Topological Sort
Tag: [DFS]
Wiki Link: https://en.wikipedia.org/wiki/Topological_sorting
Given a graph describing the relationship between each task.
Given multiple tasks, and the constraints are:
- A depends on B
- B depends on C, D
- C depends on D
- D depends on nothing
- E depends on C
Write an algorithm to generate the solution to print the order of the tasks which can let us finish all tasks.
Solution: DFS (Depth First Search) with permanent_visited and temporary_visited
def topological_sort(graph):
if not graph:
return []
result = []
permanent_visited = set()
temporary_visited = set()
for vertex in graph:
if vertex in permanent_visited:
continue
dfs(graph, vertex, result, permanent_visited, temporary_visited)
return result
def dfs(graph, curr, result, permanent_visited, temporary_visited):
temporary_visited.add(curr)
for child in graph[curr]:
if child in permanent_visited:
continue
if child in temporary_visited:
raise ValueError('The graph is not DAG(Directed Acyclic Graph)')
dfs(graph, child, result, permanent_visited, temporary_visited)
temporary_visited.remove(curr)
permanent_visited.add(curr)
result.append(curr)
if __name__ == '__main__':
print 'Program is working'
graph = {
'A': ['B', 'C'],
'B': ['C'],
'C': ['D', 'E'],
'D': ['E'],
'E': [],
'F': ['E'],
'G': ['H'],
'H': ['I'],
'I': ['J'],
'J': []
}
result = topological_sort(graph)
print result
print 'Program is end'
Note:
- Time complexity = O(V + E), V is the number of vertices, and E is the number of edges.
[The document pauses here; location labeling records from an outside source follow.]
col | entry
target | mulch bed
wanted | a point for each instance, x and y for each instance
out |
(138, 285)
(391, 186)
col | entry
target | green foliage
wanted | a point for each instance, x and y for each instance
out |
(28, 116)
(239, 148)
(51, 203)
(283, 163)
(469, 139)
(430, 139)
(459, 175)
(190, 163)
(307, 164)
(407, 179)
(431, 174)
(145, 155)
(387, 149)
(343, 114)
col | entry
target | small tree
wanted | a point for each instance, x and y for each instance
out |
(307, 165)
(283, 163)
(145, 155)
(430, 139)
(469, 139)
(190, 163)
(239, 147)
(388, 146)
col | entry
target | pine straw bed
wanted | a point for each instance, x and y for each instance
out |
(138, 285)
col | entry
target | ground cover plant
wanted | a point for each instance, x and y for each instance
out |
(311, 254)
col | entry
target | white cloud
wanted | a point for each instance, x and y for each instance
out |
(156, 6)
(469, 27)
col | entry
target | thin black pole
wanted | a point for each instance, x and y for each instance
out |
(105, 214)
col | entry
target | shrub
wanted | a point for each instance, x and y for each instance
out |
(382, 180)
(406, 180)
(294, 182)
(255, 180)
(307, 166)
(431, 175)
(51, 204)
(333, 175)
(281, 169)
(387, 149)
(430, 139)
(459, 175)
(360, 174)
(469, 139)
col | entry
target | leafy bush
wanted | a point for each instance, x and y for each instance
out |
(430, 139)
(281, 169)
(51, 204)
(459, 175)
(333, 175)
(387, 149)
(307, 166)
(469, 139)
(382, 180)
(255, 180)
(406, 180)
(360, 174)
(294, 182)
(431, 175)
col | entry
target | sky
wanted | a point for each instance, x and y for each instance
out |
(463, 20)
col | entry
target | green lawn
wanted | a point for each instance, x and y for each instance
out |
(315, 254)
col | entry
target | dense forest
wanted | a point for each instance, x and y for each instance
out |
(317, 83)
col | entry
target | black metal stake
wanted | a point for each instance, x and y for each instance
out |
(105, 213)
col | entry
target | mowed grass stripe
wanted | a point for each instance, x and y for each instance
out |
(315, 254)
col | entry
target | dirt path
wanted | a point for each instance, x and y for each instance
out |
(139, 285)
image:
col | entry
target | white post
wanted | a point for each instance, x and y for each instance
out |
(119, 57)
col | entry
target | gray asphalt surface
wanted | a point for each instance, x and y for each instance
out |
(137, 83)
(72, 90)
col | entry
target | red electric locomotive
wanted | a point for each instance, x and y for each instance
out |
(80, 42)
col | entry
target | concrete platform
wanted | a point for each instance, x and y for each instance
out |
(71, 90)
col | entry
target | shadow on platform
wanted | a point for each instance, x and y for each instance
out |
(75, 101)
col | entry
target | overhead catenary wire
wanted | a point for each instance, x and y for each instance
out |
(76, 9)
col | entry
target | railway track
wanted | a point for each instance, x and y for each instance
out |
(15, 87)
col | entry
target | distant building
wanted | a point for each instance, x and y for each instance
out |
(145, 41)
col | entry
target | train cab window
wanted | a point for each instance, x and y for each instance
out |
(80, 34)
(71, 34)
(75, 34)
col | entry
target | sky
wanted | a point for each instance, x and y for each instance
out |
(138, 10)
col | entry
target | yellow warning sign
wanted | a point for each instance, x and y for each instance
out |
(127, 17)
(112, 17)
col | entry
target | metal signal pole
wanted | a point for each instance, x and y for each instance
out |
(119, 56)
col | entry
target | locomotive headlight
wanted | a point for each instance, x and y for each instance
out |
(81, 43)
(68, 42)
- We know time complexity of DFS = O(V + E), here the time complexity of the function "dfs" = O(V + E). And there is a outer loop to iterate all vertices (which has not been permanent visited). But Because inside of "dfs" will mark the visited vertex in permanent_visited, so actually all vertices have just been visited once. So the time complexity of Topological sort should be equal to the time complexity of DFS, which is O(V + E).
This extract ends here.